A: Example last song spectrogram in yellow probe context for Bird 2. Scale for x-axis is 500ms, y-axis shows frequency. B: Example first song spectrogram in green probe context for Bird 2, sung less than one minute after the song in A. C,D: Sequence probability for example Bird 2 over time, switching from green probe to yellow probe context (C) and switching from yellow probe to green probe context (D). Error bars indicate SEM across song bouts (n = 14 switches (C), 11 switches (D)). The display is cut off at the point where less than half of the curves were still contributing data (i.e. in D, the median number of song bouts after the switch is 6).

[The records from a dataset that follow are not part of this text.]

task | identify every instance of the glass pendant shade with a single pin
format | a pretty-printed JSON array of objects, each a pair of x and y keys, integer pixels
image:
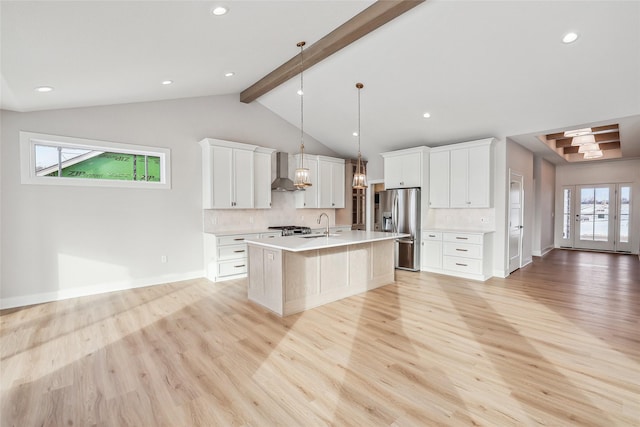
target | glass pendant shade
[
  {"x": 360, "y": 176},
  {"x": 588, "y": 147},
  {"x": 593, "y": 155},
  {"x": 583, "y": 139}
]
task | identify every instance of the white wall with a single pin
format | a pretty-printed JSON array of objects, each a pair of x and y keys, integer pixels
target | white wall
[
  {"x": 543, "y": 233},
  {"x": 602, "y": 172},
  {"x": 60, "y": 242},
  {"x": 520, "y": 161}
]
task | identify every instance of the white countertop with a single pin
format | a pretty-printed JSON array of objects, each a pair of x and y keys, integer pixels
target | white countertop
[
  {"x": 306, "y": 242},
  {"x": 457, "y": 230}
]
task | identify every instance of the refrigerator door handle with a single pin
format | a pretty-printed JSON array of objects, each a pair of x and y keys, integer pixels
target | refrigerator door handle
[{"x": 395, "y": 213}]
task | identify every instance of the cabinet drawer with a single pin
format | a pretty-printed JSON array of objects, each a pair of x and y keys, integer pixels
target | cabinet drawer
[
  {"x": 270, "y": 235},
  {"x": 235, "y": 239},
  {"x": 462, "y": 265},
  {"x": 232, "y": 252},
  {"x": 464, "y": 250},
  {"x": 432, "y": 235},
  {"x": 229, "y": 268},
  {"x": 462, "y": 238}
]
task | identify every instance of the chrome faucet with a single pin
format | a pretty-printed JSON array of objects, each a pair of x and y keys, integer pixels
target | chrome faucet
[{"x": 320, "y": 217}]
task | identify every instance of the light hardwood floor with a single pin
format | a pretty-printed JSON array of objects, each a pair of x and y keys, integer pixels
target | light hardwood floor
[{"x": 557, "y": 343}]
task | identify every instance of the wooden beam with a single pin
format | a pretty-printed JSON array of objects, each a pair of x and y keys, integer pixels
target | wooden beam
[
  {"x": 360, "y": 25},
  {"x": 604, "y": 146},
  {"x": 599, "y": 137}
]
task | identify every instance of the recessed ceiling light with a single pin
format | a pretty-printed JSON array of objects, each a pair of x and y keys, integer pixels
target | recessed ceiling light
[
  {"x": 219, "y": 11},
  {"x": 570, "y": 37}
]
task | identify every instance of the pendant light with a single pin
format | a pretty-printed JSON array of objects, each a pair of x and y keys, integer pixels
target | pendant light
[
  {"x": 360, "y": 177},
  {"x": 301, "y": 179}
]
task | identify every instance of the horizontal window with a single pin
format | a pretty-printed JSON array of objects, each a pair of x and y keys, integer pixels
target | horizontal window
[{"x": 61, "y": 160}]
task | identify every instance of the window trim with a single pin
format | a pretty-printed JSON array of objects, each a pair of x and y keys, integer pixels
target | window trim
[{"x": 28, "y": 175}]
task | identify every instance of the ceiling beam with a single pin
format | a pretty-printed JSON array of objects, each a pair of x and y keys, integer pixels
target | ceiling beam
[
  {"x": 605, "y": 146},
  {"x": 599, "y": 137},
  {"x": 360, "y": 25}
]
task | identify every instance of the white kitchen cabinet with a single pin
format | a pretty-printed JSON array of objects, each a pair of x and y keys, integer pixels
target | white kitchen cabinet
[
  {"x": 235, "y": 175},
  {"x": 327, "y": 179},
  {"x": 471, "y": 175},
  {"x": 431, "y": 251},
  {"x": 262, "y": 178},
  {"x": 439, "y": 178},
  {"x": 405, "y": 168},
  {"x": 458, "y": 253},
  {"x": 309, "y": 197},
  {"x": 226, "y": 255},
  {"x": 330, "y": 182}
]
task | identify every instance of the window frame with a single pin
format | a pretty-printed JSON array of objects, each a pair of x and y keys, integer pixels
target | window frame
[{"x": 28, "y": 174}]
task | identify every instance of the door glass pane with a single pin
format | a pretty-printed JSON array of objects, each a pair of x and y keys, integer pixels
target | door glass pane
[
  {"x": 594, "y": 214},
  {"x": 625, "y": 203},
  {"x": 566, "y": 213}
]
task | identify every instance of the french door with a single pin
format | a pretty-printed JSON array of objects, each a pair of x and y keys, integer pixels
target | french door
[{"x": 596, "y": 217}]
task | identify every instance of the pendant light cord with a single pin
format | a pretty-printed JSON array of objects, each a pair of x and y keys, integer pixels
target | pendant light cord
[{"x": 301, "y": 44}]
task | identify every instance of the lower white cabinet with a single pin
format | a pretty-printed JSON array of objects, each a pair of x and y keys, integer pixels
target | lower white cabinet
[
  {"x": 463, "y": 254},
  {"x": 226, "y": 254}
]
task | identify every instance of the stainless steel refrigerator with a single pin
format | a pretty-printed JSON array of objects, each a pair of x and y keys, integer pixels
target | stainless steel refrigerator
[{"x": 400, "y": 212}]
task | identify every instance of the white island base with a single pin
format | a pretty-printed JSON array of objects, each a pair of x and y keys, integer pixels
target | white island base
[{"x": 288, "y": 282}]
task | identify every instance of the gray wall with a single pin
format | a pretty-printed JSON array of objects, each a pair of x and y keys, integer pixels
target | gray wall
[{"x": 65, "y": 241}]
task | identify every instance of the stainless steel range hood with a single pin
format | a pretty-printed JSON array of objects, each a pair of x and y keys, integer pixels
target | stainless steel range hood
[{"x": 282, "y": 181}]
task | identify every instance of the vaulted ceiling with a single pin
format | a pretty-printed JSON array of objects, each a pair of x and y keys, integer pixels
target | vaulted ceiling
[{"x": 479, "y": 68}]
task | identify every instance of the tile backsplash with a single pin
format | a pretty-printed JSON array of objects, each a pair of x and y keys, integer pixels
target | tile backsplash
[
  {"x": 282, "y": 212},
  {"x": 462, "y": 219}
]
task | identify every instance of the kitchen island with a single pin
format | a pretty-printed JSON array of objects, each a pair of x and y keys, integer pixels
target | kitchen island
[{"x": 291, "y": 274}]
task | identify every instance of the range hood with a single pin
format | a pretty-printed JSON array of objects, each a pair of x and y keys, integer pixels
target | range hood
[{"x": 282, "y": 181}]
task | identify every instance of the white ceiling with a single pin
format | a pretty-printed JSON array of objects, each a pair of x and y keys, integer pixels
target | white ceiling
[{"x": 480, "y": 68}]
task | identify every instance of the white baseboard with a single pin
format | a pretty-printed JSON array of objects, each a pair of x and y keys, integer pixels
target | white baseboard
[
  {"x": 24, "y": 300},
  {"x": 500, "y": 273}
]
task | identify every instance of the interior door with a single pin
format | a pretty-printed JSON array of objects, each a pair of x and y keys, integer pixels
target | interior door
[
  {"x": 594, "y": 212},
  {"x": 516, "y": 201}
]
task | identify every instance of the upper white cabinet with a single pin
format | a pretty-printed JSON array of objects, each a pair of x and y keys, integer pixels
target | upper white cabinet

E,F: Sequence probability changes for all eight birds at the transition from the last song in green probe contexts to the first song in yellow probe contexts, and vice versa. Example bird in A-D highlighted in bold. G,H: Shift magnitude for direct probe-probe transitions for all birds. Open circles show individual birds, error bars indicate SEM across birds.
Distinct sequence probabilities are specifically associated with different visual cues
The ability to adjust behavior in response to switches between two contexts could potentially depend on a simplified strategy of learning two different motor states and switching between them in response to a detected light switch, independent of the particular colors being switched. In order to test whether birds were using such a strategy or indeed learning specific associations between particular visual cues and particular syllable sequencing states, in a subset of birds we recorded switches between three different color-sequencing pairings. After the conclusion of the other experiments, we introduced blocks of unreinforced context (white light), interleaved with the two previously trained colored contexts. In an example bird (Fig. 4A), switching from the unreinforced context elicited changes in opposite directions for the two different light colors. This was true both for switches into WN blocks and into probe blocks (Fig. 4A). All birds (n = 3) showed adaptive sequencing changes for the first song bout in probe blocks (Fig. 4B,C) as well as fast shifts in the adaptive directions for all color contexts (Fig. 4D 0.11+/−0.04 and 0.19+/−0.05 for switches to green WN and green probe blocks, respectively; −0.15+/−0.06 and −0.09+/−0.02 for switches to yellow WN and yellow probe blocks, respectively). This indicates that birds can indeed maintain at least two different trained sequencing states separate from a ‘neutral’ state, and use specific pairings between colored cues and sequencing states to adjust behavior in distinct directions adaptive for each context.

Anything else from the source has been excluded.